Già nel dicembre scorso, un rapporto realizzato da Ispra e Utilitalia esplicitava chiaramente la necessità d’impianti per il recupero dei rifiuti secchi non riciclabili meccanicamente. Il che significa nuovi termovalorizzatori – anche se quello che vedrà la luce a Roma viene criticato per l’eccessivo dimensionamento, anche dagli ambientalisti favorevoli alla sua realizzazione –, ma non solo: possibili alternative esistono a partire dal riciclo chimico fino all’ossidazione termica, in modo da calibrare la risposta più efficiente (e socialmente accettabile) sui vari territori.
«Il Green Book – commenta il presidente di Utilitalia, Filippo Brandolini – evidenzia l’importanza di una gestione industriale dell’intero ciclo dei rifiuti, la necessità di realizzare impianti soprattutto al Centro-Sud e l’urgenza di superare le frammentazioni gestionali. Si tratta di tre elementi fondamentali per la piena affermazione dell’economia circolare. A tal proposito le aziende associate a Utilitalia, grazie anche ai fondi del Pnrr, sono adesso impegnate a continuare nel processo di potenziamento e miglioramento dei sistemi di raccolta differenziata nonché realizzare impianti innovativi in filiere strategiche come la frazione organica, i tessili e i Raee».

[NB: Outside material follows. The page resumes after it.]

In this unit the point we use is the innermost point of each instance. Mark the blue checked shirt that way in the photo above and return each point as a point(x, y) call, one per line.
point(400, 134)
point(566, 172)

Si pensi ad esempio agli impianti rinnovabili (fotovoltaici, eolici e i sistemi di accumulo ad essi associati) che nei prossimi anni andranno a decommissioning (circa 400 mila tonnellate di rifiuti provenienti solo dal fotovoltaico al 2035), che rappresentano una vera e propria miniera urbana.
Da questo punto di vista il corretto riciclo dei Raee può rappresentare un’opportunità per ridurre la dipendenza da Paesi terzi.
Tuttavia, nel 2023, la raccolta nazionale complessiva dei Raee proveniente dai nuclei domestici si è attestata a circa 349mila tonnellate, in calo del 3,1% rispetto al 2022. I livelli di raccolta, pari a circa 6 kg per abitante, sono ancora lontani dagli obiettivi stabiliti dall’Europa (12 kg per abitante) e non consentono di incidere sull’economicità del recupero di materie prime critiche.
Occorre dunque rivedere i meccanismi di finanziamento della raccolta da parte degli schemi di responsabilità estesa del produttore.
Al contempo, serve stimolare la creazione di un mercato adeguato alle materie prime seconde (Mps) derivanti dal riciclo, ad esempio valorizzando il loro ruolo nella lotta alla crisi climatica, dato che le Mps comportano un vantaggio in termini di efficienza energetica e di riduzione delle emissioni di CO2.
La valorizzazione del risparmio energetico e delle emissioni tramite Titoli di efficienza energetica circolare (Teec) e crediti di carbonio (3C) renderebbe le Mps più competitive, incentivando una più efficiente domanda dei materiali e migliorando la raccolta e il riciclo dei rifiuti.
Tutto questo mantenendo e rafforzando il ruolo della regolazione nazionale messa in campo da Arera, messo invece a rischio da recenti proposte legislative in arrivo dalla maggioranza di governo.
«Servono regole certe che obblighino le aziende, con un corretto sistema di premi e penalità, a rendere più efficiente la gestione dell’intero ciclo dei rifiuti e a garantire ai cittadini e alle città servizi migliori – conclude nel merito il presidente di Fondazione Utilitatis, Mario Rosario Mazzola – Nei rifiuti, così come avviene anche nel settore idrico e negli altri servizi a rete, il percorso deve essere quello di fornire un servizio di maggiore qualità e più omogeneo sul territorio nazionale e, in tal senso, Arera svolge un ruolo fondamentale nel tracciare la strada».